Das ist nicht Phatys Umfeld. Viel zu elitär. Normalerweise hätte er spätestens in dem Moment die Staps-Webseite weggeklickt, als der Rennradprofi Tony Martin ihm auf einem Foto seine Olympiamedaille entgegenstreckte. Aber ein Freund hatte ihm das Institut empfohlen, und von seinem Urteil hält er viel.

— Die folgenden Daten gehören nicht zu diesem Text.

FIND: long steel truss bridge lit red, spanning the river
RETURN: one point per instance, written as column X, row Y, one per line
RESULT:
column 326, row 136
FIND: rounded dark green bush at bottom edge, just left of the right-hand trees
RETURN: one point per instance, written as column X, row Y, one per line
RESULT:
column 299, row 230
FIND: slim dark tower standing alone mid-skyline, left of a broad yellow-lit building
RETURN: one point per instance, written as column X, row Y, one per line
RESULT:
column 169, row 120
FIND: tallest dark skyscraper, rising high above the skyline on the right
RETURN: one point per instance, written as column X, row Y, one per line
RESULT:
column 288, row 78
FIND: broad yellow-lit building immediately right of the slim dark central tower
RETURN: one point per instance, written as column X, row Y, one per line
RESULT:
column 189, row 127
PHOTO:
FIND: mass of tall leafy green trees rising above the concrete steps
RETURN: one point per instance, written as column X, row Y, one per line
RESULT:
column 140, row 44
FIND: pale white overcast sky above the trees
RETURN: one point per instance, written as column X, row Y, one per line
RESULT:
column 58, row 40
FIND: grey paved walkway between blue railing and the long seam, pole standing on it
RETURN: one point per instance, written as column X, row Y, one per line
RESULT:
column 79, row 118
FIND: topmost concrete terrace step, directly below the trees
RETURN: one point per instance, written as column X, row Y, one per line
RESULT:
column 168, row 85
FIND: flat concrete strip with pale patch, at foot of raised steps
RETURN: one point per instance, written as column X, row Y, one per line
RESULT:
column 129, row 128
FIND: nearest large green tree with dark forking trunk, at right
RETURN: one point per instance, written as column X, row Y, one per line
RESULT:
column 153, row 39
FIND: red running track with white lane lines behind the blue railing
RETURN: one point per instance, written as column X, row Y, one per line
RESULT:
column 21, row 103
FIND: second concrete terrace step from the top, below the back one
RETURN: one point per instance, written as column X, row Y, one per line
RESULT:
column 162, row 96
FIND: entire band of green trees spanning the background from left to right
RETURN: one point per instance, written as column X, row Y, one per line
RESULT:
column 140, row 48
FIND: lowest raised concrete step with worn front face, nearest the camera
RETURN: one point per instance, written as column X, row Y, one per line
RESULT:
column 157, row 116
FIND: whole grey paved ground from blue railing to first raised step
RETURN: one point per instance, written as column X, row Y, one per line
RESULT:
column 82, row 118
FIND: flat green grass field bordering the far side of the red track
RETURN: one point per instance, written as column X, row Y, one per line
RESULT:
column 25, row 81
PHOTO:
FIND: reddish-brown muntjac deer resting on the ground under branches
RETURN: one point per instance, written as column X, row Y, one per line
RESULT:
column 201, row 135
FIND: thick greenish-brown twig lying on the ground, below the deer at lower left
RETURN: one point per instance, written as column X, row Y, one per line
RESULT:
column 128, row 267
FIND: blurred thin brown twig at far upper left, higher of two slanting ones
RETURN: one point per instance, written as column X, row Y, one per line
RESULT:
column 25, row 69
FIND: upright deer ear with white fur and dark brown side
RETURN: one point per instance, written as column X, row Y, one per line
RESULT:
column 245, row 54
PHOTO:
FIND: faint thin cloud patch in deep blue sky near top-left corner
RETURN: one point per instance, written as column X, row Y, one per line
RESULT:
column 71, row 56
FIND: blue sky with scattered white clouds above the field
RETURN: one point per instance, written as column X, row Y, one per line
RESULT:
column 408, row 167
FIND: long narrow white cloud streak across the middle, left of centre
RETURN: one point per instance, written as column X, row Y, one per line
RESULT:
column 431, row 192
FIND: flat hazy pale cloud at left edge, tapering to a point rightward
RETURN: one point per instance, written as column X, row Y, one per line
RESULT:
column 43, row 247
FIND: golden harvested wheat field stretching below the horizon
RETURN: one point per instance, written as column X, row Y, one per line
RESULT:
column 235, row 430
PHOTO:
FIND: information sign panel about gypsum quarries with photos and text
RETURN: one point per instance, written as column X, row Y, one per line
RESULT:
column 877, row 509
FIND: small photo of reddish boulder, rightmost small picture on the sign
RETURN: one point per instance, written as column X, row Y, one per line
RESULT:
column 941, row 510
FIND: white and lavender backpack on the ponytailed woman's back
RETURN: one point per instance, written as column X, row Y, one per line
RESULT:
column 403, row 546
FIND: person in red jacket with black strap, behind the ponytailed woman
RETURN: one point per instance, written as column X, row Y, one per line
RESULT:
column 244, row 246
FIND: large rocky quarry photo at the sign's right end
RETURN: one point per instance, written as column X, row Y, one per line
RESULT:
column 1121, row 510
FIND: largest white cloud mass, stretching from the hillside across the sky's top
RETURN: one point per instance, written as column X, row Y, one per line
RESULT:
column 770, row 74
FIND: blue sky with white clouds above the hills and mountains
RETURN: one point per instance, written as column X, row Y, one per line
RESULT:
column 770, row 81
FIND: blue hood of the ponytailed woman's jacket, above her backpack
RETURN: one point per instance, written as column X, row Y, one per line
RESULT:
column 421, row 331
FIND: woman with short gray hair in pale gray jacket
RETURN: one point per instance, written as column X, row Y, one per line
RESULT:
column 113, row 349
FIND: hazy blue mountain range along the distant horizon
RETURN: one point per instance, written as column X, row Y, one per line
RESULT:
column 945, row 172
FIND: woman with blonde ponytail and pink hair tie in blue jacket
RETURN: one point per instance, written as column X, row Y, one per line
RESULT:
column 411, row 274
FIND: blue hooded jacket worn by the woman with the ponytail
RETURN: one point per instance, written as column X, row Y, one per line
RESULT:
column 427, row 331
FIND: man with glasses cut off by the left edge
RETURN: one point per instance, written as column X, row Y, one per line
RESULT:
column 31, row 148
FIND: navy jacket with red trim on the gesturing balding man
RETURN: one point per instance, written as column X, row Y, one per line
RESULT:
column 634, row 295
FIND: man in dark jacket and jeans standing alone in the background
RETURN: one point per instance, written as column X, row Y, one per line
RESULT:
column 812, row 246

Also bringt er zwischen Sprints und Theorieteil bei Wonneberger seine Kritik direkt an. „Dicke kommen nicht vor, sie fühlen sich überhaupt nicht angesprochen“, beklagt Phaty. Dabei sei das die Zielgruppe der Zukunft. Der Vorwurf und das Gespräch mit dem Pfälzer machen Wonneberger nachdenklich. „Wir überlegen jetzt, wie man diese Zielgruppe adäquat ansprechen kann“, sagt der Sportwissenschaftler.

Um sinnvoll zu beginnen, brauchen Übergewichtige Informationen, wo sie ansetzen müssen. Werden die falschen Stellrädchen bewegt, verpufft ihre Anstrengung. „Wer einfach loslegt, macht das drei Wochen und sitzt dann wieder auf dem Sofa“, sagt Wonneberger. Wenn man aber weiß, wo man ansetzen muss, stellt sich schnell ein Erfolg ein.

250 Euro kostet die Leistungsdiagnose, die Phaty lieber Bestandsaufnahme nennt; etwa 140 Euro fallen pro Monat nochmal für die fortlaufende Betreuung mit Test, Trainingsplänen und Beratungsgesprächen am Telefon an – sofern man das will. Wonneberger sagt: „Generell wird in Deutschland mehr ins Equipment investiert als in die eigene sportliche Leistung. Und gerade Übergewichtige investieren erst mal in andere Dinge als in den eigenen Körper.“ Nach drei Jahrzehnten als Übergewichtiger beginnt Phaty jetzt in seinen Körper zu investieren. Er ist überzeugt, dass sich das langfristig auszahlt.